Gov. Tom Corbett on Tuesday doled out a portion of Pennsylvania’s $5 million contribution to a $70 million public-private partnership that government and industry officials hope will spark a manufacturing renaissance in the state.
Corbett said two Pittsburgh companies and one in Bucks County will get state funds to hire graduate students from Carnegie Mellon University and Lehigh University to help the companies with projects involving additive manufacturing, a technology that is expected to revolutionize manufacturing.
He made the announcement at Acutronic, a Washington’s Landing aerospace industry supplier that was one of the grant winners. The other two companies are ExOne of Irwin and Paramount Industries of Langhorne.

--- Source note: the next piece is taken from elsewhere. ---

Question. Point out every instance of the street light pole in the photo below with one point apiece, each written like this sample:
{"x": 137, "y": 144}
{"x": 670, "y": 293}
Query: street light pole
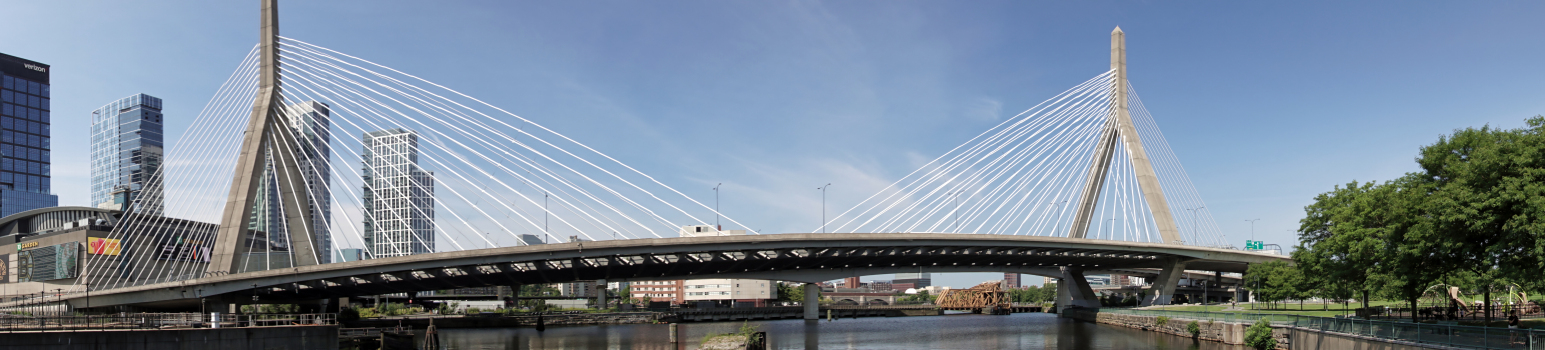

The value of the grants was not disclosed. CMU mechanical engineering professor O. Burak Ozdoganlar said each dollar from the state will be matched with $1.50 from the three companies and will fund a graduate student’s work for one year. The company contributions could come in the form of providing employees to work on the projects, he said.
Each of the projects involves additive manufacturing. Also known as 3-D printing, the technology has been hailed as the harbinger of the next industrial revolution and the next trillion-dollar industry.
Additive manufacturing enables companies to make finished complex products without bending, molding, welding, grinding and assembling various components. A digital image of the product is sliced into hundreds or thousands of layers the width of a human hair.
A 3-D printer similar to a laser-jet printer sprays layers of powdered metals or other materials and sand into a box, binding them together with a proprietary liquid. Once each layer is printed, the sand is vacuumed away, and the finished part is hardened in a furnace.
The state’s commitment of $5 million in $1 million installments helped a consortium of businesses and universities in Pennsylvania, northeast Ohio and West Virginia win $30 million in federal funding to start the National Additive Manufacturing Innovation Institute. Companies, universities and governments will provide the other $40 million.
Ozdoganlar estimated that $1 million in state funds could support 12 to 15 internships at CMU and Lehigh, the schools Corbett selected for the program in June.
The institute, based in Youngstown, Ohio, is one of 15 manufacturing institutes proposed by President Barack Obama as part of his strategy to revitalize manufacturing.
CMU, University of Pittsburgh, Robert Morris University and Penn State University are contributing to the additive manufacturing initiative. Companies supporting the effort include Allegheny Technologies, a Pittsburgh specialty metals producer, and Kennametal, a Latrobe-area tool supplier.